I’ve not looked at the key generation code myself, but were I writing it, I’d set a lower bound for complexity needed, and an upper bound based on max tolerable time to compute, and pick a start point between those two via call random. (And the guys actually writing that code are more paranoid about this stuff than I am and write better code…)
What brought this on? Watching a series about code breaking that ended with RSA / Diffie Hellman and the assertion it was unbreakable. Reminded me I wanted to scratch this particular itch on what it would take to do a Rainbow Table attack.
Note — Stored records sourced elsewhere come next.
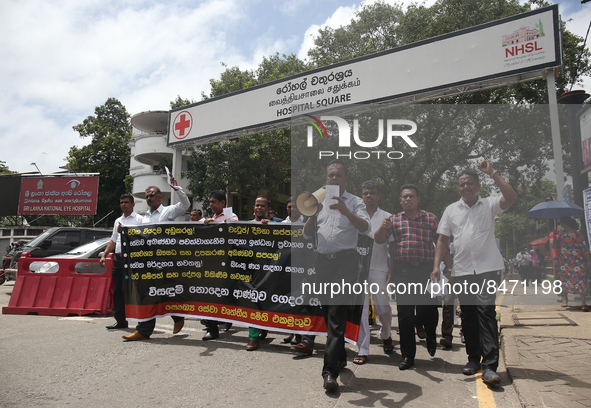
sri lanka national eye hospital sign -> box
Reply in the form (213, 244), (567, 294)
(168, 5), (562, 147)
(18, 176), (99, 215)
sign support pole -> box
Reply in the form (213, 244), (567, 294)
(546, 68), (564, 198)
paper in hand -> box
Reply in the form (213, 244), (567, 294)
(164, 166), (174, 187)
(224, 207), (234, 223)
(324, 185), (341, 217)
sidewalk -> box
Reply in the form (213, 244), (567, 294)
(498, 286), (591, 408)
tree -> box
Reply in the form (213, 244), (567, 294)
(66, 98), (131, 226)
(0, 160), (14, 174)
(295, 0), (591, 223)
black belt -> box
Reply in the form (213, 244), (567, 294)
(396, 261), (433, 266)
(318, 249), (357, 259)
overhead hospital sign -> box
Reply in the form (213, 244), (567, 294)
(168, 5), (562, 146)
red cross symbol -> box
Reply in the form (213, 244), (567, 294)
(173, 111), (193, 139)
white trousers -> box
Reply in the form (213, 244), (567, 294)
(357, 269), (392, 356)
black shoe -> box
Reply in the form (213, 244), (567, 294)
(439, 337), (451, 349)
(482, 368), (501, 384)
(398, 357), (415, 370)
(201, 332), (220, 341)
(107, 322), (129, 330)
(462, 361), (480, 375)
(427, 340), (437, 357)
(324, 374), (339, 391)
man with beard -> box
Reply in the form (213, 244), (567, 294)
(304, 160), (371, 391)
(431, 160), (517, 384)
(123, 176), (191, 341)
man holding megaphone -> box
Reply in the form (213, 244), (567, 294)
(306, 160), (371, 391)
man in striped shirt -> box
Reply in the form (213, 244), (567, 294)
(375, 184), (439, 370)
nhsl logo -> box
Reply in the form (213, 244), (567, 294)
(304, 115), (418, 160)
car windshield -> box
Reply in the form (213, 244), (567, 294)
(23, 228), (55, 252)
(66, 238), (109, 255)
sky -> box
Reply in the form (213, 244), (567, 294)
(0, 0), (591, 174)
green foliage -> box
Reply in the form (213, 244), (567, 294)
(0, 160), (14, 174)
(66, 98), (131, 226)
(170, 95), (197, 109)
(495, 178), (556, 259)
(294, 0), (591, 249)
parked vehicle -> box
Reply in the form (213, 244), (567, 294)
(29, 238), (109, 273)
(5, 227), (113, 279)
(2, 241), (28, 269)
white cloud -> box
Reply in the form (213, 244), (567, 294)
(297, 5), (359, 60)
(0, 0), (247, 172)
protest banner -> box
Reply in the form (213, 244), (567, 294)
(122, 222), (373, 342)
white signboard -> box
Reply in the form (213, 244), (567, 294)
(168, 5), (562, 146)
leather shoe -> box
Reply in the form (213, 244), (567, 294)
(324, 374), (339, 391)
(462, 361), (480, 375)
(121, 330), (148, 341)
(439, 337), (452, 349)
(417, 327), (427, 339)
(427, 340), (437, 357)
(291, 340), (314, 354)
(107, 322), (129, 330)
(398, 357), (415, 370)
(482, 368), (501, 384)
(201, 332), (220, 341)
(172, 319), (185, 334)
(246, 340), (259, 351)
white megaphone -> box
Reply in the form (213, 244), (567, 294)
(296, 187), (326, 217)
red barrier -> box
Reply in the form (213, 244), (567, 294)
(2, 252), (113, 316)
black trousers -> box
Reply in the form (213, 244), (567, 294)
(314, 251), (359, 377)
(111, 255), (126, 324)
(205, 320), (220, 337)
(454, 272), (500, 371)
(441, 294), (456, 340)
(135, 316), (184, 337)
(394, 261), (439, 359)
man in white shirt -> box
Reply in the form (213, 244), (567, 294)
(99, 194), (143, 329)
(515, 247), (531, 286)
(281, 197), (304, 224)
(353, 181), (394, 364)
(431, 160), (517, 384)
(123, 176), (191, 341)
(304, 160), (371, 391)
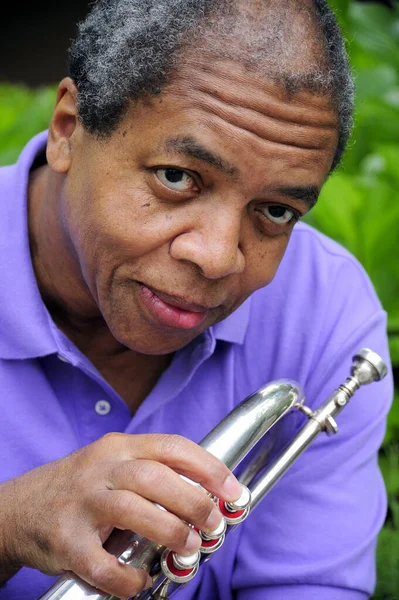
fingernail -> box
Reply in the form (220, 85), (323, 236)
(223, 475), (241, 500)
(186, 529), (202, 554)
(205, 506), (222, 531)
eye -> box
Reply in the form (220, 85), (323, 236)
(155, 167), (196, 192)
(262, 204), (296, 225)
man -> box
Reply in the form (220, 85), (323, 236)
(0, 0), (392, 600)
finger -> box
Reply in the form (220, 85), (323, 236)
(70, 543), (152, 598)
(108, 459), (222, 531)
(97, 490), (201, 555)
(102, 434), (241, 501)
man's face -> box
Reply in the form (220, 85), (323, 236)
(54, 61), (337, 354)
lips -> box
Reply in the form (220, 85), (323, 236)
(139, 283), (216, 330)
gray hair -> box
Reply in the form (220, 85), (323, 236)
(69, 0), (354, 169)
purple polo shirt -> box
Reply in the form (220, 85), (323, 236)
(0, 134), (392, 600)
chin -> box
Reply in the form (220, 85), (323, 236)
(111, 329), (200, 356)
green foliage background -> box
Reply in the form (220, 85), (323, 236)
(0, 0), (399, 600)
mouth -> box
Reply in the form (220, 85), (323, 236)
(137, 282), (217, 330)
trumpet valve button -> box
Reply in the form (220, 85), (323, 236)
(199, 518), (226, 540)
(225, 485), (251, 512)
(172, 551), (201, 571)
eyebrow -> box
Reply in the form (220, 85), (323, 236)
(272, 185), (320, 210)
(164, 136), (240, 179)
(164, 136), (320, 210)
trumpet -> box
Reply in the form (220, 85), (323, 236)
(39, 348), (387, 600)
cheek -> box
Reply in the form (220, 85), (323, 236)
(66, 178), (172, 266)
(243, 232), (291, 295)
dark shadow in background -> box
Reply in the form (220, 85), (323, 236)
(0, 0), (395, 86)
(0, 0), (91, 86)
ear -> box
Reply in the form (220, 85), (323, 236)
(47, 77), (81, 173)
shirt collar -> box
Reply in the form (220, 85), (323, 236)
(0, 132), (57, 359)
(0, 132), (250, 359)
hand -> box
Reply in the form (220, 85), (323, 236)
(0, 433), (241, 597)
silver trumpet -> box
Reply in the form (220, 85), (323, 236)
(39, 348), (387, 600)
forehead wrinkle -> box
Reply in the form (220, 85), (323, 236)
(189, 89), (336, 150)
(164, 135), (240, 179)
(180, 63), (338, 129)
(269, 185), (320, 209)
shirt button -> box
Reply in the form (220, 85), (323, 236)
(94, 400), (111, 417)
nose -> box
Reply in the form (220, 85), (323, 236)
(170, 211), (245, 279)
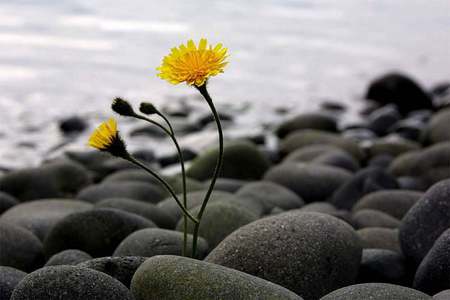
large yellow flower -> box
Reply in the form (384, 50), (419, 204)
(89, 118), (127, 157)
(157, 39), (228, 86)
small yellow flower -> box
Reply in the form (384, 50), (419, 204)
(157, 39), (228, 86)
(89, 118), (128, 157)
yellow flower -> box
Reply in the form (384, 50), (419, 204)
(89, 118), (128, 157)
(157, 39), (228, 86)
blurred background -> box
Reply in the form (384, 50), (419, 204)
(0, 0), (450, 169)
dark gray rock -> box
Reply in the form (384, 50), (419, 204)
(400, 179), (450, 265)
(366, 73), (433, 114)
(320, 283), (431, 300)
(205, 211), (361, 299)
(177, 202), (258, 249)
(0, 160), (91, 201)
(59, 116), (88, 134)
(0, 266), (27, 300)
(427, 108), (450, 144)
(358, 249), (408, 285)
(0, 192), (19, 215)
(433, 290), (450, 300)
(44, 208), (156, 257)
(264, 163), (352, 203)
(367, 136), (421, 157)
(187, 141), (270, 181)
(311, 150), (359, 172)
(131, 255), (302, 300)
(210, 178), (247, 193)
(353, 190), (423, 220)
(413, 229), (450, 295)
(357, 227), (402, 254)
(45, 249), (92, 267)
(368, 105), (402, 136)
(0, 199), (93, 241)
(102, 169), (159, 185)
(352, 209), (400, 229)
(0, 222), (44, 272)
(389, 142), (450, 186)
(276, 113), (337, 138)
(236, 181), (305, 213)
(157, 190), (233, 221)
(95, 198), (176, 229)
(11, 266), (133, 300)
(330, 167), (398, 210)
(279, 129), (364, 160)
(78, 256), (147, 288)
(113, 228), (208, 259)
(76, 181), (166, 203)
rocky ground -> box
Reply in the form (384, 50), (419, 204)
(0, 74), (450, 300)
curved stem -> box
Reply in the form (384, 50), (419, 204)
(136, 112), (188, 256)
(192, 84), (223, 258)
(157, 112), (188, 256)
(125, 155), (198, 224)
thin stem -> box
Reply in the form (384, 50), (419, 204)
(136, 112), (188, 256)
(125, 155), (198, 224)
(192, 84), (223, 258)
(157, 112), (188, 256)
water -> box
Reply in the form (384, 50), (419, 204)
(0, 0), (450, 167)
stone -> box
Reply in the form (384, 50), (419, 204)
(131, 255), (302, 300)
(236, 181), (305, 213)
(11, 266), (133, 300)
(433, 290), (450, 300)
(427, 108), (450, 144)
(389, 142), (450, 186)
(325, 167), (398, 210)
(0, 199), (93, 241)
(413, 229), (450, 295)
(0, 222), (44, 272)
(357, 227), (402, 254)
(176, 202), (258, 249)
(44, 208), (156, 257)
(311, 150), (360, 172)
(45, 249), (92, 267)
(264, 163), (352, 203)
(400, 179), (450, 265)
(0, 266), (27, 300)
(368, 136), (421, 157)
(320, 283), (431, 300)
(210, 178), (247, 193)
(113, 228), (208, 259)
(0, 192), (19, 215)
(352, 209), (400, 229)
(276, 113), (337, 138)
(366, 73), (433, 114)
(358, 249), (408, 285)
(59, 116), (88, 135)
(368, 105), (402, 136)
(279, 129), (364, 161)
(205, 211), (361, 300)
(76, 181), (166, 203)
(96, 198), (176, 229)
(157, 190), (233, 221)
(78, 256), (147, 288)
(0, 160), (91, 201)
(186, 140), (270, 181)
(353, 190), (423, 220)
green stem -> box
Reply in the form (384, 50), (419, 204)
(157, 112), (188, 256)
(192, 83), (223, 258)
(136, 112), (188, 256)
(125, 155), (198, 224)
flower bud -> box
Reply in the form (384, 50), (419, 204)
(111, 98), (136, 117)
(139, 102), (158, 115)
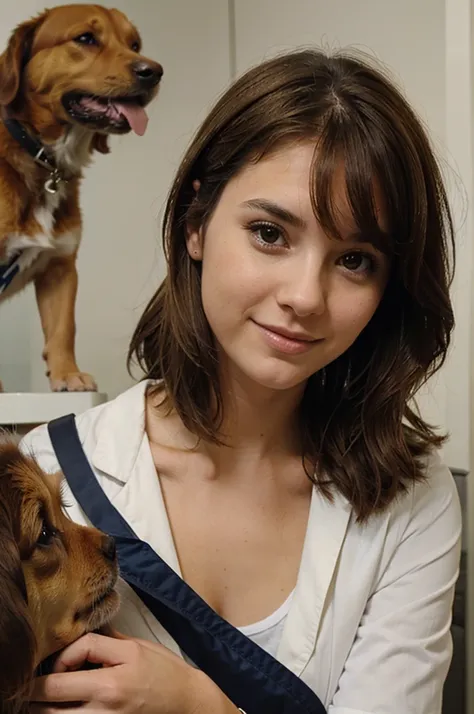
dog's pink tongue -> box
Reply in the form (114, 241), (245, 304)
(114, 102), (148, 136)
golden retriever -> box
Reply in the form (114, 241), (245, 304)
(0, 5), (163, 391)
(0, 440), (119, 714)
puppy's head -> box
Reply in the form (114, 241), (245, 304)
(0, 5), (163, 150)
(0, 443), (118, 712)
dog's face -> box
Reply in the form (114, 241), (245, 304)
(0, 5), (163, 142)
(0, 443), (119, 711)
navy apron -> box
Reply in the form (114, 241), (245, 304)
(48, 414), (326, 714)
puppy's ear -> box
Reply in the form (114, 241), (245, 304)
(0, 444), (36, 714)
(91, 132), (110, 154)
(0, 14), (44, 106)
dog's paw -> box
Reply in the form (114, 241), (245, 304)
(49, 372), (97, 392)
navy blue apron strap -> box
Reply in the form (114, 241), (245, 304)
(48, 414), (326, 714)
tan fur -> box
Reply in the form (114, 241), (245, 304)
(0, 5), (161, 391)
(0, 441), (119, 713)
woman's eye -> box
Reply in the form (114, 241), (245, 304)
(340, 251), (375, 273)
(36, 522), (56, 548)
(250, 223), (284, 245)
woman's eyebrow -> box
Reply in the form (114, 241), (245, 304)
(240, 198), (306, 229)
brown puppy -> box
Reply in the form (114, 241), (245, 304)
(0, 5), (163, 391)
(0, 441), (119, 714)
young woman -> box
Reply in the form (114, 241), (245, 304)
(24, 51), (461, 714)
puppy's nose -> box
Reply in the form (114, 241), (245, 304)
(132, 60), (163, 88)
(100, 535), (117, 560)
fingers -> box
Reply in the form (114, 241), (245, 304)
(54, 633), (126, 673)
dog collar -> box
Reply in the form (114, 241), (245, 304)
(0, 253), (21, 295)
(3, 117), (66, 193)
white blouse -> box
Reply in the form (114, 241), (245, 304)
(22, 382), (461, 714)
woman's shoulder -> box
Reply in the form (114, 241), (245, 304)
(20, 380), (154, 471)
(382, 449), (462, 537)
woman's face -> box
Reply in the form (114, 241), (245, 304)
(187, 143), (390, 390)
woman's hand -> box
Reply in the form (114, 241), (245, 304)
(31, 633), (237, 714)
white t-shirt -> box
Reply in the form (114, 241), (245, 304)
(22, 382), (461, 714)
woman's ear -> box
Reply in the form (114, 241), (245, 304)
(186, 224), (203, 260)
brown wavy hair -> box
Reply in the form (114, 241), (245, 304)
(128, 50), (454, 520)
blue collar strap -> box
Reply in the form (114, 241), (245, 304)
(48, 414), (326, 714)
(0, 253), (21, 295)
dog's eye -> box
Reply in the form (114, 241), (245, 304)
(36, 522), (57, 547)
(74, 32), (99, 45)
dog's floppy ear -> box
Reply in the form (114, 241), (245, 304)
(0, 14), (44, 106)
(91, 132), (110, 154)
(0, 443), (36, 714)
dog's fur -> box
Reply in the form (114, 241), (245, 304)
(0, 439), (119, 714)
(0, 5), (162, 391)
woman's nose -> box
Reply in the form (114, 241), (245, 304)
(278, 260), (327, 317)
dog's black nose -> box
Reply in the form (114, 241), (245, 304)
(100, 536), (117, 560)
(132, 60), (163, 88)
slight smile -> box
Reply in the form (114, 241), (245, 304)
(252, 320), (321, 355)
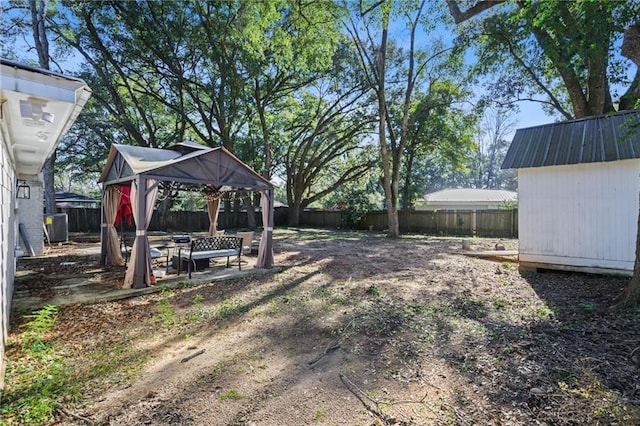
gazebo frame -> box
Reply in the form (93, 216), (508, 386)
(98, 142), (274, 288)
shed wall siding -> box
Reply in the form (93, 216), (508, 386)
(518, 160), (640, 270)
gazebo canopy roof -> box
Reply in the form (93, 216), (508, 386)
(98, 142), (273, 191)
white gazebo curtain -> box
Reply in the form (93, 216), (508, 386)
(122, 178), (158, 288)
(102, 185), (125, 266)
(256, 191), (273, 268)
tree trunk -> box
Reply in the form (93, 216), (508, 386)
(287, 204), (302, 226)
(42, 156), (56, 214)
(615, 188), (640, 309)
(29, 0), (56, 214)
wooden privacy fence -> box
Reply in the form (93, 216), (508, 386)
(62, 208), (518, 238)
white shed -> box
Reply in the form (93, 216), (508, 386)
(502, 111), (640, 275)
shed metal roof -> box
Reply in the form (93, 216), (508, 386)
(502, 110), (640, 169)
(424, 188), (518, 203)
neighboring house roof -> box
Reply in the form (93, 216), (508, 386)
(98, 142), (273, 191)
(424, 188), (518, 203)
(56, 192), (100, 207)
(0, 58), (91, 176)
(502, 110), (640, 169)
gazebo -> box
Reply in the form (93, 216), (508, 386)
(98, 142), (273, 288)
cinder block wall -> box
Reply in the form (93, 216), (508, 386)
(0, 139), (18, 390)
(17, 177), (44, 255)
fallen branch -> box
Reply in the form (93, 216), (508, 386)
(180, 349), (204, 362)
(307, 318), (354, 367)
(57, 407), (95, 425)
(308, 343), (340, 367)
(340, 374), (434, 425)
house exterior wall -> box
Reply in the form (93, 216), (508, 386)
(0, 136), (17, 389)
(17, 176), (44, 255)
(518, 159), (640, 274)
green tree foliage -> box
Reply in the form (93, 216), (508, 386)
(346, 0), (470, 237)
(279, 44), (375, 225)
(447, 0), (640, 307)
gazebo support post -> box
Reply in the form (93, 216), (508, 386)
(100, 184), (107, 266)
(133, 175), (150, 288)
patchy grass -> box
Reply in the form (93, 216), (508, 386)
(2, 230), (640, 425)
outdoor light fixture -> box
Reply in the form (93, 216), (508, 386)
(20, 100), (55, 123)
(16, 179), (31, 199)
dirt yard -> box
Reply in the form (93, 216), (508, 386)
(2, 229), (640, 426)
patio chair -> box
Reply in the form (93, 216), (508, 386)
(236, 231), (254, 255)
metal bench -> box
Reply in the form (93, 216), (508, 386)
(178, 235), (242, 278)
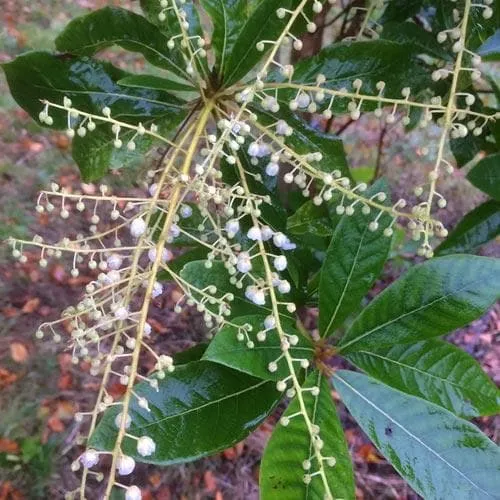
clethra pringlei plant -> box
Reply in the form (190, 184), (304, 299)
(3, 0), (500, 500)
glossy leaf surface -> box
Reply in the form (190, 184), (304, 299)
(467, 153), (500, 200)
(90, 361), (281, 465)
(348, 339), (500, 418)
(3, 52), (186, 181)
(203, 315), (314, 380)
(339, 255), (500, 353)
(260, 372), (355, 500)
(381, 22), (451, 61)
(56, 7), (189, 78)
(333, 370), (500, 500)
(224, 0), (306, 86)
(201, 0), (251, 80)
(435, 200), (500, 255)
(319, 184), (392, 337)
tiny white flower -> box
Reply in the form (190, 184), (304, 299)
(116, 455), (135, 476)
(273, 255), (288, 271)
(261, 226), (274, 241)
(125, 486), (142, 500)
(236, 252), (252, 273)
(80, 449), (99, 469)
(115, 307), (129, 321)
(130, 217), (146, 238)
(248, 142), (260, 157)
(276, 120), (289, 135)
(250, 289), (266, 306)
(247, 226), (262, 241)
(148, 247), (174, 262)
(266, 161), (280, 177)
(107, 253), (123, 269)
(264, 315), (276, 330)
(273, 233), (288, 248)
(137, 436), (156, 457)
(278, 280), (291, 293)
(169, 224), (181, 238)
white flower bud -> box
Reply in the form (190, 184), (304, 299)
(130, 217), (147, 238)
(247, 226), (262, 241)
(116, 455), (135, 476)
(137, 436), (156, 457)
(148, 247), (174, 262)
(80, 449), (99, 469)
(107, 253), (123, 270)
(273, 255), (287, 271)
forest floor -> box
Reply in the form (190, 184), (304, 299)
(0, 0), (500, 500)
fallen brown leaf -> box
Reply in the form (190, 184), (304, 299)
(10, 342), (29, 363)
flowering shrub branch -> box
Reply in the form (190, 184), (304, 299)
(6, 0), (500, 500)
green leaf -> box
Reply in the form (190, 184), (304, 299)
(380, 22), (452, 61)
(72, 110), (188, 181)
(140, 0), (203, 38)
(3, 52), (186, 181)
(319, 183), (392, 337)
(260, 372), (355, 500)
(118, 75), (196, 92)
(333, 370), (500, 500)
(203, 315), (314, 380)
(435, 200), (500, 255)
(290, 40), (432, 108)
(201, 0), (251, 80)
(89, 361), (281, 465)
(180, 261), (289, 317)
(223, 0), (299, 87)
(347, 340), (500, 417)
(339, 255), (500, 353)
(56, 7), (189, 79)
(477, 29), (500, 61)
(381, 0), (424, 23)
(467, 153), (500, 200)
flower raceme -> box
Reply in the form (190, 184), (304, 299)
(4, 0), (500, 499)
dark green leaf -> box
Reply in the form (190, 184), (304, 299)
(56, 7), (189, 79)
(3, 52), (186, 181)
(117, 75), (196, 92)
(339, 255), (500, 353)
(435, 200), (500, 255)
(180, 261), (289, 317)
(260, 372), (355, 500)
(348, 340), (500, 417)
(333, 370), (500, 500)
(477, 29), (500, 61)
(224, 0), (299, 87)
(89, 361), (281, 465)
(72, 114), (187, 181)
(319, 183), (392, 337)
(381, 0), (424, 23)
(381, 22), (452, 61)
(203, 315), (314, 380)
(201, 0), (251, 80)
(467, 153), (500, 200)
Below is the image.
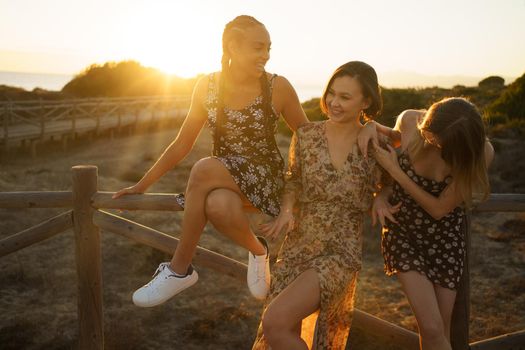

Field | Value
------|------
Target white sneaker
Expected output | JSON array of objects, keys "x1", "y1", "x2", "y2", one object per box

[
  {"x1": 133, "y1": 262, "x2": 199, "y2": 307},
  {"x1": 246, "y1": 237, "x2": 270, "y2": 299}
]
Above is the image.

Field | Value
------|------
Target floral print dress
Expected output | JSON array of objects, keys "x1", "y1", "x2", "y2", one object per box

[
  {"x1": 253, "y1": 122, "x2": 381, "y2": 350},
  {"x1": 176, "y1": 73, "x2": 284, "y2": 216},
  {"x1": 381, "y1": 151, "x2": 466, "y2": 290}
]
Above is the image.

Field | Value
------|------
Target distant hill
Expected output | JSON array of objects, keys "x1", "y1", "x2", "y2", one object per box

FWIW, encryption guys never think something is always un-crackable. They just think it’s un-crackable for now, and set about looking for new and different ways to attack it.
It took about 250 years from time of invention before Babbage cracked the then Unbreakable Cipher, so these things can take a while to mature and weaken. But code breakers never give up trying. That’s part of the charm of it ;-) Windmills, tilting, and all that… but where sometimes the windmill topples. FWIW, Babbage didn’t disclose his crack. Another guy got credit for cracking it many years later. It is thought this was because it gave the British an advantage in the Crimean War as “everyone” used that cipher and believed it unbreakable. Thought to perhaps be the first example of military classification of an academic discovery about code breaking.